Barack Obama e Eric Holder (foto Ap)

Nella Ferguson infuocata sbarca Eric Holder, coscienza razziale di Obama

Nell’universo morale e politico di Obama, Eric Holder rappresenta molte cose: il castigatore dei banchieri, il procuratore inflessibile, uomo di lotta dentro al governo. Soprattutto, Holder è la coscienza razziale di Obama.

New York. Nell’universo morale e politico di Obama, Eric Holder rappresenta molte cose: il castigatore dei banchieri, il procuratore inflessibile, l’amico che ha accesso ai momenti più riservati della vita famigliare, il consigliere fedele, il mastino di colletti bianchi cresciuto alla scuola di legge della Columbia.
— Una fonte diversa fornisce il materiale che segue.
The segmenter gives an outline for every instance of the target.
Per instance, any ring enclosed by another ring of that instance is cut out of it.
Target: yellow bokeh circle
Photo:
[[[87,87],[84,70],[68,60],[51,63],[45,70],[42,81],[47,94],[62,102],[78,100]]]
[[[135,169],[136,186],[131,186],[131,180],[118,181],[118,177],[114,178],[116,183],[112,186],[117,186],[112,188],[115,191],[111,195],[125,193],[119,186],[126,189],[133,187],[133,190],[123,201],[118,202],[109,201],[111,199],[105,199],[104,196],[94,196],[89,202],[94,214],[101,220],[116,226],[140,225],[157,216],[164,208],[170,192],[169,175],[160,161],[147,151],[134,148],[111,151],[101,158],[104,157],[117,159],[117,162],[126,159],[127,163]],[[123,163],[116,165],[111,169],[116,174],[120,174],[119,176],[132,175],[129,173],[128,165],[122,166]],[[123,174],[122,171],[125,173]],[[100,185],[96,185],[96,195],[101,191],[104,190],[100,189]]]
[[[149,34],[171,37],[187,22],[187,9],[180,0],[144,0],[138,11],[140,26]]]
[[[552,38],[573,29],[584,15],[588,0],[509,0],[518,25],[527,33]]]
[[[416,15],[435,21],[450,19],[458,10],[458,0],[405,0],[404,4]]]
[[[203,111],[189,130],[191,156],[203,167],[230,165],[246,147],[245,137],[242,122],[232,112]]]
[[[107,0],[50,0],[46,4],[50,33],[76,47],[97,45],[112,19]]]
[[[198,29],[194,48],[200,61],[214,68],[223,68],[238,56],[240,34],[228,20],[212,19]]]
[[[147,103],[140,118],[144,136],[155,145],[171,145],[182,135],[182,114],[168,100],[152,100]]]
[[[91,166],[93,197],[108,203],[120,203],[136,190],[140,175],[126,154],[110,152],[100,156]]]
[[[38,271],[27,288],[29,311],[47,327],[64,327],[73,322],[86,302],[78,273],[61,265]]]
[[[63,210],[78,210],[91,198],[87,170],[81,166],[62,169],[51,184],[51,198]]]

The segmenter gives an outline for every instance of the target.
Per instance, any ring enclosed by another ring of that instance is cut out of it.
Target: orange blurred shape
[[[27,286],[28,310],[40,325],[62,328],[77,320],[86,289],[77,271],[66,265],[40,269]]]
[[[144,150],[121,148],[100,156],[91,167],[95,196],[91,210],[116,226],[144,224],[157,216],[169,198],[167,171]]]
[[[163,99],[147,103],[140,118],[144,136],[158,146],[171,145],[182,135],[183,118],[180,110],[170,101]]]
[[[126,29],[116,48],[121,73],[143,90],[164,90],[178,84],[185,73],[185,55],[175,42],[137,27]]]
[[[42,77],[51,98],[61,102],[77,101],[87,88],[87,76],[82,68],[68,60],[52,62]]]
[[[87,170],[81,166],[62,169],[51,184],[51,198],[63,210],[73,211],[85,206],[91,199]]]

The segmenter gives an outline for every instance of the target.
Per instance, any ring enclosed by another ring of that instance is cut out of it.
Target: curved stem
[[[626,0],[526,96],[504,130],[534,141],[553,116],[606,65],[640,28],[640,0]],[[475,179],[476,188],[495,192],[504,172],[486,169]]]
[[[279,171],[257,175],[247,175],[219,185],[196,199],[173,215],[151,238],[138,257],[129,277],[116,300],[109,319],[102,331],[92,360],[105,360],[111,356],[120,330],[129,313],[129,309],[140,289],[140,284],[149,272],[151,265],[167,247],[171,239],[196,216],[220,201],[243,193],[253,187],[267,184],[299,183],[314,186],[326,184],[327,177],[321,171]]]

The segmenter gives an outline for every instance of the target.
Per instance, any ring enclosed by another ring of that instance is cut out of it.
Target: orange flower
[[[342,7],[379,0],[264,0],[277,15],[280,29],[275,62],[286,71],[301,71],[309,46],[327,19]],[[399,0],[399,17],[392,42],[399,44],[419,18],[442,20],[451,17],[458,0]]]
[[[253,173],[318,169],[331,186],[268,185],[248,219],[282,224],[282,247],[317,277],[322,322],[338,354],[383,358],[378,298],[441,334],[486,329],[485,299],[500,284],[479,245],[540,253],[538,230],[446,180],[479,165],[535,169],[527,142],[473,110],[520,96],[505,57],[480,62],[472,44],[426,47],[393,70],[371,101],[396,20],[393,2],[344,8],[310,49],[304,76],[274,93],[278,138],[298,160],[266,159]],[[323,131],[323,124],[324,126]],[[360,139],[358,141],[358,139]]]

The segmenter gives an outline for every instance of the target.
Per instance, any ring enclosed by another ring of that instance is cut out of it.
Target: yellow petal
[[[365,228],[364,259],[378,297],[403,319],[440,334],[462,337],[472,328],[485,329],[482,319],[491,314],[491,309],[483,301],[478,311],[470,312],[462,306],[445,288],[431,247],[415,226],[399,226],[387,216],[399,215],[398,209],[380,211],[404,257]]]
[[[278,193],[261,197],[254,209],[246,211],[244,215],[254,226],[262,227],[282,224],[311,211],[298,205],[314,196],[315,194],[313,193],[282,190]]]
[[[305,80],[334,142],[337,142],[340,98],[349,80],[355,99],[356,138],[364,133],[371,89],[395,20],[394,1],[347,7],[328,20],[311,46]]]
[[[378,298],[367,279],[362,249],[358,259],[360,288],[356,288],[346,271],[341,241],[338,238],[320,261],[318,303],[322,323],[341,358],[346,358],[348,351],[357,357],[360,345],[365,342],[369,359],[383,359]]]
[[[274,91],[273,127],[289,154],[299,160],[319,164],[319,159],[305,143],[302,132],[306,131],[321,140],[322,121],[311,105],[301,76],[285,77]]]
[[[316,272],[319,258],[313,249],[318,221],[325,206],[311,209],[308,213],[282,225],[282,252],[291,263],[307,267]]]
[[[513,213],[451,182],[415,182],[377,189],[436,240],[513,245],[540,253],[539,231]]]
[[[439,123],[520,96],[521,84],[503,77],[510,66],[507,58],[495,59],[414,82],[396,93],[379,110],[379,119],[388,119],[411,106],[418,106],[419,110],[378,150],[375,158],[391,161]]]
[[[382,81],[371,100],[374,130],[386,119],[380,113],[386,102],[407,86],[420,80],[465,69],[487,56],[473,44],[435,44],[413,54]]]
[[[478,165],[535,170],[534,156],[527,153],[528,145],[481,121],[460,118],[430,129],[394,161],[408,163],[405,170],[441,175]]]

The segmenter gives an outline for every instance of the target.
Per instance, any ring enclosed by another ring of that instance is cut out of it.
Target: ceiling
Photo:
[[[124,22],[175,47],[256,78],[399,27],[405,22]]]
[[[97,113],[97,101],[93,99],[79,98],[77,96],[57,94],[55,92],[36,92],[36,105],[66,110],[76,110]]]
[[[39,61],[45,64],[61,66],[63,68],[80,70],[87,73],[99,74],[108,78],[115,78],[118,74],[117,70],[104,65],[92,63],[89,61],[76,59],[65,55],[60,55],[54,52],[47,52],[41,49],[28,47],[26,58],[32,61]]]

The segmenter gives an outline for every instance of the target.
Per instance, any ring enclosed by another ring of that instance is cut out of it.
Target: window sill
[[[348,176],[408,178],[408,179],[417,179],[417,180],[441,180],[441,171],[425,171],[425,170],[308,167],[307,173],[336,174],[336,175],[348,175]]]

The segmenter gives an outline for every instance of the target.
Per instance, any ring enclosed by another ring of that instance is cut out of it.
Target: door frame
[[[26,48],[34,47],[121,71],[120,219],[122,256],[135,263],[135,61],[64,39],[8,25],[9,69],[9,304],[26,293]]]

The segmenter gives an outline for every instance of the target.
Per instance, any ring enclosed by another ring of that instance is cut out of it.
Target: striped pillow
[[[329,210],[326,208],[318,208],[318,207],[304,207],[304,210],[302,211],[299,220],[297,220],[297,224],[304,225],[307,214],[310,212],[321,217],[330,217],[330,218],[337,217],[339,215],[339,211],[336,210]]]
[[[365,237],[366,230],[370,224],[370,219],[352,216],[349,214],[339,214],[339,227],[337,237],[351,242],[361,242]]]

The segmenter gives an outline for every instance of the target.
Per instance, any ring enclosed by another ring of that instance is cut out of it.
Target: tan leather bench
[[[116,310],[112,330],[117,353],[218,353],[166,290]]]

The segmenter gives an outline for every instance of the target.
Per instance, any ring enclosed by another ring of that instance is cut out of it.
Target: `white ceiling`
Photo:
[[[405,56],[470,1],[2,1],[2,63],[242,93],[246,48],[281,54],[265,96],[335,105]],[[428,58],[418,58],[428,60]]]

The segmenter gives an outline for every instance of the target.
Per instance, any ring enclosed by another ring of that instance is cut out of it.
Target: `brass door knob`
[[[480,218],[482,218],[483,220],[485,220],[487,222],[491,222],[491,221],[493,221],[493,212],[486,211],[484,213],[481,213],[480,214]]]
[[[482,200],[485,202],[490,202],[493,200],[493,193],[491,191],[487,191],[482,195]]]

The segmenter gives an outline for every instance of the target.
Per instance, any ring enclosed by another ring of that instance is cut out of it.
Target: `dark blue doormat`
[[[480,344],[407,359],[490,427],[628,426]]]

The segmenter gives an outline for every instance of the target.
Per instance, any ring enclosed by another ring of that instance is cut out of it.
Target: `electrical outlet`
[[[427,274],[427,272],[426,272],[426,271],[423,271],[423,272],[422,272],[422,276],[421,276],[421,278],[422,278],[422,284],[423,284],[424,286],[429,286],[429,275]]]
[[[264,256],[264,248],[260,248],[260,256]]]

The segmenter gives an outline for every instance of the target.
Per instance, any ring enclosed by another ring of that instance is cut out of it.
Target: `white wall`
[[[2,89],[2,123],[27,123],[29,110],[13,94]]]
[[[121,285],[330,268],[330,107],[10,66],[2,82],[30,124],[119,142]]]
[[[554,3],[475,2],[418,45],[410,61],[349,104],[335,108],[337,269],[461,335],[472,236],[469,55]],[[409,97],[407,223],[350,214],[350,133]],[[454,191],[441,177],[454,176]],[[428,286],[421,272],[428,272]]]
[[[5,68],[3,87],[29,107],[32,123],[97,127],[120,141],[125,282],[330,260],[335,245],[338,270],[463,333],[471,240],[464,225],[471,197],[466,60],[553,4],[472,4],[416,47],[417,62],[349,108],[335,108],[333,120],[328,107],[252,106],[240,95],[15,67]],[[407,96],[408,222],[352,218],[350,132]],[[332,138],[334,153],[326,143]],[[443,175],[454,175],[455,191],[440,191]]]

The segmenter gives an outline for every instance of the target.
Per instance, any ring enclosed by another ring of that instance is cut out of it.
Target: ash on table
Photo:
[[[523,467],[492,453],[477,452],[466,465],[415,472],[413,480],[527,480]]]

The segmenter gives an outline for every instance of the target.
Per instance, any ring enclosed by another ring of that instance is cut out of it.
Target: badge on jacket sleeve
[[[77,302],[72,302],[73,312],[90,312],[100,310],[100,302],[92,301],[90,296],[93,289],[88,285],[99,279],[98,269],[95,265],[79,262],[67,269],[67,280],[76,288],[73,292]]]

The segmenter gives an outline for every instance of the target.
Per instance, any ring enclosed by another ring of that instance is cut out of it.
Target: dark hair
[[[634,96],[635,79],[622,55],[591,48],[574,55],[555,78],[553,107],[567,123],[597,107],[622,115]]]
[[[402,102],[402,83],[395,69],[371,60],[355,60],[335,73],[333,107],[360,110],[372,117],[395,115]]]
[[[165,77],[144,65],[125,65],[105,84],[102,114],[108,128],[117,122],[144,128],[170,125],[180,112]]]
E’ anche l’unico sopravvissuto al normale ciclo di rimpasti del governo americano, dove le teste rotolano e le targhe sulle porte cambiano con una certa facilità. E’ uomo di lotta dentro al governo. Soprattutto, Holder è la coscienza razziale di Obama. Ci sono cose che un presidente, e soprattutto un presidente nero, non può dire pubblicamente se non a costo di apparire parziale, ancorato a una certa idea di mondo nella quale non tutti gli americani possono riconoscersi. In termini generali (e particolari) il presidente è figura paterna, orientata all’unificazione nazionale, concentrata più su ciò che unisce che su quel che divide, più interessato alla “cura” che alla “ferita”, come Obama ha ripetuto in questi giorni di violenza a Ferguson, nel Missouri, cercando un’intonazione à la Lincoln.

 

E’ tutto scritto nel primo discorso pubblico tenuto da Holder in qualità di procuratore generale: “Anche se la nazione si concepisce orgogliosamente come un meltin’ pot etnico, in materia razziale siamo sempre stati e continuiamo ad essere essenzialmente una nazione di codardi”. Interrogato sull’opportunità della dichiarazione, Obama ha detto che se soltanto l’avesse consultato prima della stesura del discorso il linguaggio sarebbe stato diverso. Ma la sostanza non si discute. La coscienza esplicita ciò che il protocollo giocoforza annacqua.

 

Charles Ogletree, amico storico di Holder e compagno di studi degli Obama ad Harvard la spiega così: “Sulle questioni razziali, Holder è andato più lontano e più in profondità di quanto la Casa Bianca avrebbe desiderato, ma ha il beneplacito del presidente. E’ chiaro che Obama e Holder credono nelle stesse cose”. Questo spiega in parte il motivo per cui il procuratore generale non è stato scalzato dalla poltrona anche quando nei corridoi della Casa Bianca il dipartimento di Giustizia è diventato sinonimo di grane, polemiche, grattacapi. Il carcere di Guantanamo è ancora aperto, i terroristi che contiene non saranno processati a Manhattan, i giornalisti vengono indagati e in alcuni casi spiati, le frontiere sono fuori controllo: eppure Holder regge e lotta per conto del presidente. Se necessario battendosi all’ultimo sangue contro la Corte suprema, che per un attimo ha creduto che l’America fosse un po’ meno codarda di come la descrive Holder e ha sollevato alcuni stati del sud dall’obbligo di fornire garanzie sulle operazioni di voto che erano considerate necessarie dopo la fine della segregazione.

 

Inviare la coscienza razziale del presidente a Ferguson ha significati molto più ampi di una semplice indagine. Holder ha fatto molta pressione per “federalizzare” un’inchiesta locale, portandola a livello della coscienza nazionale, e oggi si presenta nel sobborgo di St. Louis anche per portare la carezza del presidente alla minoranza oppressa. Arriva con il bagaglio di imparzialità istituzionale che si addice al ruolo, ma non può strapparsi la pelle di dosso. Sbarca in Missouri mentre l’omicidio di Michael Brown si è frammentato in un mosaico di polemiche in cui la destra a tinte libertarie contrasta l’assurda escalation militare delle forze di polizia, i media “credono di essere partecipanti attivi negli eventi”, come scrive Noah Rothman e nei giornali liberal si sprecano titoli da giustizia di piazza, genere “Arrestatelo!”, di cui l’Huffington Post è fiero pioniere. Ferguson è stato trasformato in un saggio lacrimogeno sull’autocoscienza razziale della “nazione di codardi”. La Casa Bianca non esclude una visita di Obama a Ferguson nelle prossime settimane, ma nel frattempo invia la sua coscienza.